Décrié par beaucoup mais adopté par la jeune génération en quête de sports extrêmes (même si malgré les apparences, ce garde-temps restait fragile -notamment sa mécanique-, c’était d’ailleurs là son talon d’Achille surtout compte-tenu du prix des réparations chez AP…), le modèle devient une collection à part entière, imposant ses codes esthétiques audacieux.

« L’idée à l’origine de la Royal Oak Offshore était de créer une montre leader pour les années 1990, inspirée des courses de bateaux à moteur et destinée à la jeune génération. Le scandale qu’elle provoque à sa sortie est proportionnel à sa démesure. Mais si le monde horloger s’indigne, les jeunes l’adoptent. Malgré des débuts difficiles, la Offshore finira par atteindre la notoriété et à s’imposer durant les années 2000 » explique Raphaël Balestra, directeur du Patrimoine et Archives chez AP.
 
À l’instar de la Royal Oak, la Royal Oak Offshore voit le jour à la demande d’un marché. En effet, en 1989, l’agent allemand Dierk Wettengel réclame une montre forte pour marquer les années 1990, s’inspirant des courses de yachts dites « offshore ».
 
Steve Urquhart alors co-directeur général d’Audemars Piguet (qui présidera ensuite pendant des années aux destinées d’Omega) fait déposer le nom Offshore avant même que le moindre croquis ne soit réalisé.

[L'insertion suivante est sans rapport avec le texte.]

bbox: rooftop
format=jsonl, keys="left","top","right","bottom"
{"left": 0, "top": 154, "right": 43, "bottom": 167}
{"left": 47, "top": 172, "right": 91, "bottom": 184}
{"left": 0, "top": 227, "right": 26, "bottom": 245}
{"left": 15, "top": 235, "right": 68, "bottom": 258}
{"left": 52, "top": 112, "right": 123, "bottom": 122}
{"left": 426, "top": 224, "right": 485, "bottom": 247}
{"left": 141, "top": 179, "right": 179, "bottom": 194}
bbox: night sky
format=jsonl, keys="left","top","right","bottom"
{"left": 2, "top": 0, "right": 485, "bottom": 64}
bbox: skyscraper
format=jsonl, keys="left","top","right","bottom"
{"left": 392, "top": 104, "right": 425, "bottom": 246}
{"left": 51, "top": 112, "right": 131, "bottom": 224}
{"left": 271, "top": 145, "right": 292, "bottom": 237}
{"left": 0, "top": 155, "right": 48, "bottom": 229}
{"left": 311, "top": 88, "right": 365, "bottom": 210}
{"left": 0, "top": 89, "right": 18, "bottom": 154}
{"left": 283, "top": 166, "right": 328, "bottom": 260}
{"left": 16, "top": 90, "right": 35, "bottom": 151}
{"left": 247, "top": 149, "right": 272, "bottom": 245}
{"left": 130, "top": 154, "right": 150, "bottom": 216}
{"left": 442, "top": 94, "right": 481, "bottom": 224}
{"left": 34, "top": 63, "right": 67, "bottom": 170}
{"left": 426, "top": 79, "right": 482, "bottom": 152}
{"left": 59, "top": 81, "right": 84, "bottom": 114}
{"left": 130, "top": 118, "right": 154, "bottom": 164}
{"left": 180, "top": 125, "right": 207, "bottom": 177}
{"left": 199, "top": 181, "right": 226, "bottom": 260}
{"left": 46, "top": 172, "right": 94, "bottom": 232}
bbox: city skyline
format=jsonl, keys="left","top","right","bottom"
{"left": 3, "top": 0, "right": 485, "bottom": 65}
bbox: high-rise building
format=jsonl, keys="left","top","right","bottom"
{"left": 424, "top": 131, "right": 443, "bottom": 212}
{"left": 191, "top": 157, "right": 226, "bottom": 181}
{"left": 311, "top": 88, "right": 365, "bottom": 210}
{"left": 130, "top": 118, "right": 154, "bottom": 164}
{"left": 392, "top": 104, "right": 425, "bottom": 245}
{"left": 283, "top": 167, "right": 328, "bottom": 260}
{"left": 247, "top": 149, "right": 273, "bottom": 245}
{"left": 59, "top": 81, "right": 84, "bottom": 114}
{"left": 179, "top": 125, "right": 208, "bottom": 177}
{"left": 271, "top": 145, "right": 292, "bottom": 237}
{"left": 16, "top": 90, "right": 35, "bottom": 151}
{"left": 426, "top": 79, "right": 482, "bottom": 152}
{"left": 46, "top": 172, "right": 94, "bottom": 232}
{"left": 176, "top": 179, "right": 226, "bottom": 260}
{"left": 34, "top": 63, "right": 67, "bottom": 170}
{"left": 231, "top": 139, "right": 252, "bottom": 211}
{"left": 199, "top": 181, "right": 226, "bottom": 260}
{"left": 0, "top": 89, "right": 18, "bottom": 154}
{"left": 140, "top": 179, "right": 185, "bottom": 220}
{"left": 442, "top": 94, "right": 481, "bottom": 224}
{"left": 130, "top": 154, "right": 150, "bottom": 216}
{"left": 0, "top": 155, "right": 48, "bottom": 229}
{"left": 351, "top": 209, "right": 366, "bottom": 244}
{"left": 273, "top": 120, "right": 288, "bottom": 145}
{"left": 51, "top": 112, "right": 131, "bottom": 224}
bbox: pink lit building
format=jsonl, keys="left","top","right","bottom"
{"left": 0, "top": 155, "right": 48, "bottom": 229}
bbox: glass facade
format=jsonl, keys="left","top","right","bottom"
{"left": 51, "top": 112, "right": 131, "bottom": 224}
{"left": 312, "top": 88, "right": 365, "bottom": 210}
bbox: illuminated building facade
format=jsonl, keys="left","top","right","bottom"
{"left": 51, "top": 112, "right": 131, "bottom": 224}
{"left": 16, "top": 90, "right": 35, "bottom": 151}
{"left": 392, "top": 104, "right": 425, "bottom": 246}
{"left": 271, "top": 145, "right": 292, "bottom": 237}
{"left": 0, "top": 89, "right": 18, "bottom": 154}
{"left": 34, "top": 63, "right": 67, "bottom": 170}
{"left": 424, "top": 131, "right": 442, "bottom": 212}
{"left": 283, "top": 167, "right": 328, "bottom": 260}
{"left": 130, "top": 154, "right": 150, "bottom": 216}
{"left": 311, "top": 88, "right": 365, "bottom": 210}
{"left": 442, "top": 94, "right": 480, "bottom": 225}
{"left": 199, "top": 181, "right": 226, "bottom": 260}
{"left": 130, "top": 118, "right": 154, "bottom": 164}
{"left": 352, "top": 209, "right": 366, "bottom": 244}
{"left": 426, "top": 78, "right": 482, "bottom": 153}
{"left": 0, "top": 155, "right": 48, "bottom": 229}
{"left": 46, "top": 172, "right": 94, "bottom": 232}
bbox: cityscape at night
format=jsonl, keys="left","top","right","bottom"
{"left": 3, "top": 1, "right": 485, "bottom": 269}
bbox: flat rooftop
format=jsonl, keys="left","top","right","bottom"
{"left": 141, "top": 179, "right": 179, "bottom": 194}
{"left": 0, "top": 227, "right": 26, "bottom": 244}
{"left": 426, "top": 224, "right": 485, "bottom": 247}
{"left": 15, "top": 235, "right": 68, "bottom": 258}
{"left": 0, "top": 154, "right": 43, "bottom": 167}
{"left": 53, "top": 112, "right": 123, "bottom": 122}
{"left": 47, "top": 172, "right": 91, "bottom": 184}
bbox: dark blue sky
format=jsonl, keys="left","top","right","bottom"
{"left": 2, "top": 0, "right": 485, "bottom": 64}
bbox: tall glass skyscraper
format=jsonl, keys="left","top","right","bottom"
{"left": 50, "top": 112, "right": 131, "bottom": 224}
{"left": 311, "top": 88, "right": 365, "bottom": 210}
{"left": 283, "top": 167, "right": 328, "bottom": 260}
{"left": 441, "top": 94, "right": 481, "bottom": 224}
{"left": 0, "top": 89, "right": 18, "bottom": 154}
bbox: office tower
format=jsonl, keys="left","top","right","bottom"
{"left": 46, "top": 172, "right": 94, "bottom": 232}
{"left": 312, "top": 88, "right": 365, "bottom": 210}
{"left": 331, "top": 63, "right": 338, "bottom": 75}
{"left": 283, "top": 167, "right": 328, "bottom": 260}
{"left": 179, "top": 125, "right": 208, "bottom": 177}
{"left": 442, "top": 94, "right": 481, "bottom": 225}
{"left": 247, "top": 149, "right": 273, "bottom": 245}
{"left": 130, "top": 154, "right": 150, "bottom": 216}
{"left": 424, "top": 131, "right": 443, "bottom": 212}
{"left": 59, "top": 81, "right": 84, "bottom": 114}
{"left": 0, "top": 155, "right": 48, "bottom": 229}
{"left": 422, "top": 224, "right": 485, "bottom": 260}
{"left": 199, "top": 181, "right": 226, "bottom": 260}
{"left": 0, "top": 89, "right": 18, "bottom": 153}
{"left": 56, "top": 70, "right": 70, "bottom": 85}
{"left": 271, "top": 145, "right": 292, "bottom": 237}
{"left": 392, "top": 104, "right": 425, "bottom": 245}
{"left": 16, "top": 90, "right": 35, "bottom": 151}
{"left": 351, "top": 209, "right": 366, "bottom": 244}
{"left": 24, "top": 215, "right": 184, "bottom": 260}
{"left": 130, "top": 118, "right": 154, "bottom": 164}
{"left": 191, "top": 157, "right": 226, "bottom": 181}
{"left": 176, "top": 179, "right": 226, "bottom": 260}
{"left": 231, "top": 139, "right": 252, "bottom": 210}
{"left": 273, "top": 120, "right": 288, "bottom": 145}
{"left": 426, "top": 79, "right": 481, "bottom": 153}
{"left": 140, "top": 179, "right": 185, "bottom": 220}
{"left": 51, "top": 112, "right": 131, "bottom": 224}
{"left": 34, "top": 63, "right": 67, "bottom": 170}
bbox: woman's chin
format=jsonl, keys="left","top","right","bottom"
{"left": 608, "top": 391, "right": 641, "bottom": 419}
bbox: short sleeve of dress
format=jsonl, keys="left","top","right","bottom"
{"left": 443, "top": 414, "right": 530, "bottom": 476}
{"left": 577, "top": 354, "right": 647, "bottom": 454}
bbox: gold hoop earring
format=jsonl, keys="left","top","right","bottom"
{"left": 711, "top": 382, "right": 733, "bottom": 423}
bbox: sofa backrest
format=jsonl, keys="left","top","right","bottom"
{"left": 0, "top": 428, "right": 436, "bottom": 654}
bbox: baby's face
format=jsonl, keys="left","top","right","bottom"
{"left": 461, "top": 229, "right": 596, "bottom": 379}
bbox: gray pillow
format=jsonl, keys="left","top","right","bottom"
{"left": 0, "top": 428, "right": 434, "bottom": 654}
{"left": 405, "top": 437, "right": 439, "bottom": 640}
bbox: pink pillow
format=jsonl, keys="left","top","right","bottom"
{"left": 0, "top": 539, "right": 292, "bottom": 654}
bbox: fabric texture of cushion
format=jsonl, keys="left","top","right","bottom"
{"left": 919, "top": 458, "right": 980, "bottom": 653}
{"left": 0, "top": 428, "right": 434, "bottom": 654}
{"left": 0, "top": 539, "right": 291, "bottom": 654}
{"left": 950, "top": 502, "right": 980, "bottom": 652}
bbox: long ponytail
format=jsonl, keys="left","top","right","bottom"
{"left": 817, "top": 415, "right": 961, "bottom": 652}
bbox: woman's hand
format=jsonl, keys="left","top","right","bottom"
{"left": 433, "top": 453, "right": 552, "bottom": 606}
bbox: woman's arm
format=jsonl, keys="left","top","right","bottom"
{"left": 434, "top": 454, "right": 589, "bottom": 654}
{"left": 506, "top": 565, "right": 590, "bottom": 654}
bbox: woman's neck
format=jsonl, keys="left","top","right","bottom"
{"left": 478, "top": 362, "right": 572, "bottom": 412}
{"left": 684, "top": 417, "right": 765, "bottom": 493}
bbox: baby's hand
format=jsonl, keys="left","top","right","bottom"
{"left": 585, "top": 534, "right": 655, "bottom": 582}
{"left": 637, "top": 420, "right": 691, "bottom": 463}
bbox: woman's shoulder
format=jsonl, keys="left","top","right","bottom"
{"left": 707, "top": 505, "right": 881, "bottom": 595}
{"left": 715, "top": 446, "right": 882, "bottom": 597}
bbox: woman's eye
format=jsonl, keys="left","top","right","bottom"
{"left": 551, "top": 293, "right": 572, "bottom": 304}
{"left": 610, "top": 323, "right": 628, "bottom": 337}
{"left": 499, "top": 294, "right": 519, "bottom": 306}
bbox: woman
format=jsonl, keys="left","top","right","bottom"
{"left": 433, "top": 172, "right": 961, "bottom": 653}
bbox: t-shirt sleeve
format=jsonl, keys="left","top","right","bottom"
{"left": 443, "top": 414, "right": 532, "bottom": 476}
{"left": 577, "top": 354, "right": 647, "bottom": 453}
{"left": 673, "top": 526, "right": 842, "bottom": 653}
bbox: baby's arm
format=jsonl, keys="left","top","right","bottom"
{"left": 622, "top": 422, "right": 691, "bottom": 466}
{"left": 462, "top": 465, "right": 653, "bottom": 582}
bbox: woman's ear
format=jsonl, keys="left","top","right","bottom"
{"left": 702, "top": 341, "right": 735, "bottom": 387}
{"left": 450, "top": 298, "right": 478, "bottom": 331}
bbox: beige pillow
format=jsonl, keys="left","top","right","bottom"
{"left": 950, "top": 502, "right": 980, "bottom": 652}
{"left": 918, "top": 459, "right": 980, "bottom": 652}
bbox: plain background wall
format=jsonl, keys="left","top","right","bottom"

Peu après, ce sera donc au jeune designer horloger Emmanuel Gueit (également à l’origine de la dernière refonte de la Cellini de chez Rolex) que sera confiée la mission de rajeunir l’image de la RO. Âgé de 22 ans seulement à l’époque, le genevois, qui est alors employé par la marque sous la direction de Jacqueline Dimier, décide de doper les proportions de la future Royal Oak Offshore qu’il dote d’un diamètre surdimensionné pour l’époque de 42mm !
 
Dès les premiers dessins, tous les codes esthétiques qui font aujourd’hui l’identité de la collection sont présents : une boîte de 42 mm sur 14,05 mm, un épais joint d’étanchéité visible sur le dessous de la lunette à vis, une couronne recouverte de caoutchouc coloré, des maillons et des plots arrondis…
 
Seul le chronographe, fonction sportive par excellence, manque à l’appel. Il sera ajouté plus tard, remplaçant la boussole (en référence aux bateaux certainement) initialement prévue par Emmanuel Gueit et renforçant le caractère sportif du modèle.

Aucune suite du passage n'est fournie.